Justin Mensah-Coker
- Born: Justin Mensah-Coker 18 November 1983 (age 42) North Vancouver, British Columbia
- Height: 196 cm (6 ft 5 in)
- Weight: 107 kg (16 st 12 lb)

Rugby union career
- Position: Wing

Senior career
- Years: Team / Apps / (Points)
- 2006-2008: SC Albi / 8 / (0)
- 2008-2009: Plymouth Albion / 25 / (30)
- 2009-2010: Moseley / 24 / (20)

International career
- Years: Team / Apps / (Points)
- 2006-: Canada / 23 / (30)

National sevens team
- Years: Team /  / Comps
- Canada

= Justin Mensah-Coker =

Canada international rugby union player

Justin Mensah-Coker (born November 18, 1983, in North Vancouver, British Columbia) is a Canadian rugby union player who plays internationally with the Canada national team. He is of Sierra Leonean descent.

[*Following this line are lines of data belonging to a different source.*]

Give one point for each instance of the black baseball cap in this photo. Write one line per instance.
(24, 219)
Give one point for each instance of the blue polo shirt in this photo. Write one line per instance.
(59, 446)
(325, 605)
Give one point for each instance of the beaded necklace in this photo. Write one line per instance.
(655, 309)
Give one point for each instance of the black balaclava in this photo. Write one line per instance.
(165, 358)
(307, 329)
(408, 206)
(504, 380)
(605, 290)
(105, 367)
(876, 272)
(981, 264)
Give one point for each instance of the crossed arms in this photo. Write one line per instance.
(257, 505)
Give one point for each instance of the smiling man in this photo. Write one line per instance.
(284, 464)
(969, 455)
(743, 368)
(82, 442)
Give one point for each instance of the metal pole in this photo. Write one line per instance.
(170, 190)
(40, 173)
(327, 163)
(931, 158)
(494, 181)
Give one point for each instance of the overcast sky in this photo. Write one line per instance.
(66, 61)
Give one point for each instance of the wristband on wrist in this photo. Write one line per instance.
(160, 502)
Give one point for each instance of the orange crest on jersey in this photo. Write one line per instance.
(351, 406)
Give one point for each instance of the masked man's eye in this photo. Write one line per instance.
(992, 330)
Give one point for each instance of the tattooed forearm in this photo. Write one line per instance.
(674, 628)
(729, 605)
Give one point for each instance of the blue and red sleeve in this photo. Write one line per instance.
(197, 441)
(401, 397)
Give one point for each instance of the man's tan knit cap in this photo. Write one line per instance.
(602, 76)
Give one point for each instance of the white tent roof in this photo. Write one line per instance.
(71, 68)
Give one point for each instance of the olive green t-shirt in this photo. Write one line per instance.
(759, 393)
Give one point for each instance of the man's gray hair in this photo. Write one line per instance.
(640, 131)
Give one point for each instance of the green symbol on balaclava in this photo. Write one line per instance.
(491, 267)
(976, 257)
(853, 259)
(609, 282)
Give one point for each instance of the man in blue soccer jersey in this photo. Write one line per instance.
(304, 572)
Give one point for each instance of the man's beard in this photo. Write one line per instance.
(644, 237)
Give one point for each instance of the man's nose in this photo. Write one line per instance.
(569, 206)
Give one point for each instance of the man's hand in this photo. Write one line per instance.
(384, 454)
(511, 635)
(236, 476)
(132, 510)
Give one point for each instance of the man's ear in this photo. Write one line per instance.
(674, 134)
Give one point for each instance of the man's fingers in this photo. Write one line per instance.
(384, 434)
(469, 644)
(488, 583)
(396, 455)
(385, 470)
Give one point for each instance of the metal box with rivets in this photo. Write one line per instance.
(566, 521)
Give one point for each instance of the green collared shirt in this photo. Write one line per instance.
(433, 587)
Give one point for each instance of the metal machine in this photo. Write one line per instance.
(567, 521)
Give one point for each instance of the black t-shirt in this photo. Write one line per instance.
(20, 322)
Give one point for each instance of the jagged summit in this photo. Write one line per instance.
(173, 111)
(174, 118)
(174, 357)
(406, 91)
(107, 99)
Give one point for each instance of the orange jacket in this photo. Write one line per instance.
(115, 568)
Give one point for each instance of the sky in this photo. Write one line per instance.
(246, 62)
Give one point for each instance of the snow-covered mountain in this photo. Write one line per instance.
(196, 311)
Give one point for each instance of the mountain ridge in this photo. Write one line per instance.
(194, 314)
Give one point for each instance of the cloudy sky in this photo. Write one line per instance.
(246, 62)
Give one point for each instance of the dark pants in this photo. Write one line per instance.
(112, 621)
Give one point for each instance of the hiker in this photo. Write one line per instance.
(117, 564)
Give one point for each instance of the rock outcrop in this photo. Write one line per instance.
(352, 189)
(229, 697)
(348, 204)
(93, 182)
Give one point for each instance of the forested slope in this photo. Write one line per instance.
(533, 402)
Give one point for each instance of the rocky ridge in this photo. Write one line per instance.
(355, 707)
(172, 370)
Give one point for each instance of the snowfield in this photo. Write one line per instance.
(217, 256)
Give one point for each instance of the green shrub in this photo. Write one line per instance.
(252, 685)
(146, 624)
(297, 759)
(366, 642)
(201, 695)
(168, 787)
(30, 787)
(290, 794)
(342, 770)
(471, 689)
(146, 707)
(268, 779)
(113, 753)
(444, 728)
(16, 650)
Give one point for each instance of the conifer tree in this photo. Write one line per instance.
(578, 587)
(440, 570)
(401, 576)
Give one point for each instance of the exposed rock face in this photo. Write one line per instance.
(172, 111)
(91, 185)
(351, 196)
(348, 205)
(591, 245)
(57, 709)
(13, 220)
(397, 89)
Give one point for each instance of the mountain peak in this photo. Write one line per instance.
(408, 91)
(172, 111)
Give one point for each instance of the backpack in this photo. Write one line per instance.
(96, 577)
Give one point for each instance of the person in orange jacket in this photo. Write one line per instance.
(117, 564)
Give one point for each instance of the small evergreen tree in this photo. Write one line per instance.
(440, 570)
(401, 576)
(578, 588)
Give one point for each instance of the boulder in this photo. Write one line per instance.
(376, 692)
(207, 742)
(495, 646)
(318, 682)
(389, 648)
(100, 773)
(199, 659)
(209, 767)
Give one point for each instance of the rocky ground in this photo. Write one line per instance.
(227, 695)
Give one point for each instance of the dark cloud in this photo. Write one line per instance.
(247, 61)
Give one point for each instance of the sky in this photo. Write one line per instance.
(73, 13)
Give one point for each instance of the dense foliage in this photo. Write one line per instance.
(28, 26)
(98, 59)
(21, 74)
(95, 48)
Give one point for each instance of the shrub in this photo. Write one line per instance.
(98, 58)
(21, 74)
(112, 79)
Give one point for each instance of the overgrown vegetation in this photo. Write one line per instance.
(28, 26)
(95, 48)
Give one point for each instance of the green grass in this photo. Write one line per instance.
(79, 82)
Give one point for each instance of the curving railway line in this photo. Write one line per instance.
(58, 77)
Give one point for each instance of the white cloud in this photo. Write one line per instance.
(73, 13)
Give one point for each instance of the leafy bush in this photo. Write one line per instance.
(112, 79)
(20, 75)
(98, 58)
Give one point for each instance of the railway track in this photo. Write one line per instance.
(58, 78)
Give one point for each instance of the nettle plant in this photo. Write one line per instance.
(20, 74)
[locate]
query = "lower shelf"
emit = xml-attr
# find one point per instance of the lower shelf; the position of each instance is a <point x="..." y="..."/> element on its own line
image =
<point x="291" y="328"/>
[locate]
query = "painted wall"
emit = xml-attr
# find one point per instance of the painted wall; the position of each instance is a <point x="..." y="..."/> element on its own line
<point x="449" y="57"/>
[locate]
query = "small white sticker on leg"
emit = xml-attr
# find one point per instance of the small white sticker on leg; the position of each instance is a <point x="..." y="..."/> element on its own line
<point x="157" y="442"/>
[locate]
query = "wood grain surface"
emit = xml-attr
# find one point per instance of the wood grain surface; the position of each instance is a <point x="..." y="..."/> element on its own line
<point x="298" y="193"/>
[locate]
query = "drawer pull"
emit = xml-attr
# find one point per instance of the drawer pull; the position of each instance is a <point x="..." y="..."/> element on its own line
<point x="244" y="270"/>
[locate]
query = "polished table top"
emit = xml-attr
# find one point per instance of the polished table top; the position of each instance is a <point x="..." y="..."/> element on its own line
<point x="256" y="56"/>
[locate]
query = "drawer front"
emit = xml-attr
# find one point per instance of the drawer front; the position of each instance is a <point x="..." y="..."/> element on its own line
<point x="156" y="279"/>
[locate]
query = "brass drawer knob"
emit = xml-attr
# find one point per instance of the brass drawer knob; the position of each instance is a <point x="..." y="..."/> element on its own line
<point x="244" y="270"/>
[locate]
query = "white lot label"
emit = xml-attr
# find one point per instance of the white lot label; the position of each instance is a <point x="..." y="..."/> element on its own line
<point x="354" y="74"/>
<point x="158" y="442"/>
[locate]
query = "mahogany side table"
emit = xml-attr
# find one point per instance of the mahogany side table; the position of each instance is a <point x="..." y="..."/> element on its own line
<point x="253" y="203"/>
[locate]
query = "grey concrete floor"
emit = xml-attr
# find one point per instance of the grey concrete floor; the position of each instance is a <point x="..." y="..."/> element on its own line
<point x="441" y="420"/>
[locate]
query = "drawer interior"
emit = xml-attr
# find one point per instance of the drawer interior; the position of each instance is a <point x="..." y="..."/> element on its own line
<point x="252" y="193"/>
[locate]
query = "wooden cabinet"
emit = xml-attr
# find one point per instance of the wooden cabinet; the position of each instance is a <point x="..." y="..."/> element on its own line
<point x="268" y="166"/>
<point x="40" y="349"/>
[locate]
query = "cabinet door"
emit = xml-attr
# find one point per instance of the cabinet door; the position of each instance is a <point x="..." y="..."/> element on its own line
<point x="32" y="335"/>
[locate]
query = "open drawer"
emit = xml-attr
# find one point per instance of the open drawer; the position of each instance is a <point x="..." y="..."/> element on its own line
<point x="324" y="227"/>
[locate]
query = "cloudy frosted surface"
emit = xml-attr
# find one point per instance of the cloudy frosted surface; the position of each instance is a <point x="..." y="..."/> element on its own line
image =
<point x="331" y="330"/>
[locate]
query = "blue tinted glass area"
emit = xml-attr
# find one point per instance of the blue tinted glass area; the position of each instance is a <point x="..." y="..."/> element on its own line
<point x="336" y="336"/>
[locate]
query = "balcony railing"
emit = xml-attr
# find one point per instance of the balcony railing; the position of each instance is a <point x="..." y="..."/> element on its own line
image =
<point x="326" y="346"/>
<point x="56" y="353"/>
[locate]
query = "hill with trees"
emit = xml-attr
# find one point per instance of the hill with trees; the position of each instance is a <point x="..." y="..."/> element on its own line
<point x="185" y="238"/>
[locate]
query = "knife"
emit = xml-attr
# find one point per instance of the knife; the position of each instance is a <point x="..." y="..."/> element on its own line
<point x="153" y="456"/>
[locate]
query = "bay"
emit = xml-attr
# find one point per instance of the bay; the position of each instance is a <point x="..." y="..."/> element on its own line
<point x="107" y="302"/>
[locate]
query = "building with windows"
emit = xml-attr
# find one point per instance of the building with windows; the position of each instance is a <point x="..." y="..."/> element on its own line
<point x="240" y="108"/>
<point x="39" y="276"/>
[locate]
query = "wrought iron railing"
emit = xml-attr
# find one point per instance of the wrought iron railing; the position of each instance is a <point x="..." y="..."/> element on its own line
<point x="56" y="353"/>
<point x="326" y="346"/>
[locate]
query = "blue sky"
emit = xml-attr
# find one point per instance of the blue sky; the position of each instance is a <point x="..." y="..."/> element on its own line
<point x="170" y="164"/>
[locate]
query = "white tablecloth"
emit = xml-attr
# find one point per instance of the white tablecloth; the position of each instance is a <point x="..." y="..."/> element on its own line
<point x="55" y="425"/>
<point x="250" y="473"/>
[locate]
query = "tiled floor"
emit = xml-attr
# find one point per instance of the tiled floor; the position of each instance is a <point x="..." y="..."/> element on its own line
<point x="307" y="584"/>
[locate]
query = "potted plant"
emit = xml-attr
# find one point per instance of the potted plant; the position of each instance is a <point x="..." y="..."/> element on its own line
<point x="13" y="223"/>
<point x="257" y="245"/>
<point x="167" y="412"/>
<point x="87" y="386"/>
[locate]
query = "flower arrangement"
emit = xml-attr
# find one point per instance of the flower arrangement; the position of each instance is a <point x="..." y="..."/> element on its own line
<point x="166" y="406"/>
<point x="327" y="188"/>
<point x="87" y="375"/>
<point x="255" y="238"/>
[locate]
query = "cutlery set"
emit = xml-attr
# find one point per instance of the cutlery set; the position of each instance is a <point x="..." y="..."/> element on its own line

Before spending a season with Moseley in 2009, Mensah-Coker had brief stints with Plymouth Albion and with French club SC Albi. He made his Canada national team debut at the 2006 Churchill Cup in a match against the United States. Canada won the match 33–18 with Mensah-Coker scoring two tries. He was a regular selection for the national men's seven-a-side team through the 2010–2011 season.

Mensah-Coker began his rugby career at Kitsilano Secondary School and Meraloma Rugby Club.